Ladies and Gentlemen,
If you have the impression that I am asking - hopefully - relevant questions but not providing equally relevant answers, let me assure you that this is not by accident. I am deeply committed to the spirit of Geneva and to the spirit in this Council which is about dialogue and cooperation.
Accordingly, I would like to propose that during the course of 2015 we have informal discussions on some of the questions relating to the role of the HRC, its efficiency and effectiveness. For one of these discussions, I would like to invite to an informal retreat in Berlin from May 21-23.
Mister President, Excellencies, Colleagues, Ladies and Gentlemen,
Let me conclude by reiterating that I have the greatest respect for what has been achieved since the Council’s inception and that I have the greatest respect for the work of my predecessors. Together with the Vice-Presidents, I will do everything I can to build on previous achievements and to further strengthen the Council’s role and mandate in promoting and protecting human rights worldwide.
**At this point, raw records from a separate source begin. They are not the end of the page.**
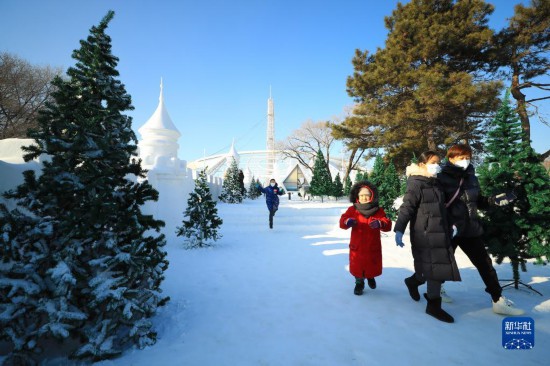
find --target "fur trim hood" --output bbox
[405,163,433,178]
[349,180,379,204]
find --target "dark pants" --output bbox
[269,209,277,228]
[426,280,443,299]
[411,274,442,299]
[452,236,502,302]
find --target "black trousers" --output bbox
[452,236,502,302]
[269,209,277,227]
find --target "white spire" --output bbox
[138,79,181,168]
[138,78,181,137]
[266,88,275,179]
[228,138,240,163]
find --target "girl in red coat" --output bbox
[339,180,392,295]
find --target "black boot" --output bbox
[424,294,454,323]
[354,280,365,295]
[367,278,376,289]
[404,275,423,301]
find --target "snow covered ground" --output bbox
[4,197,549,365]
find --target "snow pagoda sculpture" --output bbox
[137,80,221,236]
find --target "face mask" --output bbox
[454,159,470,170]
[270,183,276,187]
[426,163,441,176]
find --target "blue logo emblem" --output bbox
[502,317,534,350]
We will listen carefully to all of your views and opinions, trying to build bridges where necessary, and I trust that you will support us in these endeavors.
And let me add: it is not the size of a country, its regional or political adherence that matters. What matters is our joint commitment to human rights and our joint commitment to all individuals, and in particular the victims of human rights abuses and violations.
Again, thank you for your vote of confidence. I will take it as a mandate to perform my duties, in close cooperation with the Bureau and the HRC Secretariat, according to the fundamental principles of transparency, justice, objectivity and impartiality as well as procedural clarity.
I am convinced that we do not have the privilege of pessimism 70 years after the United Nations were born. Therefore, I would like to assure you that I am very much looking forward to the challenge of serving this Council in the coming year.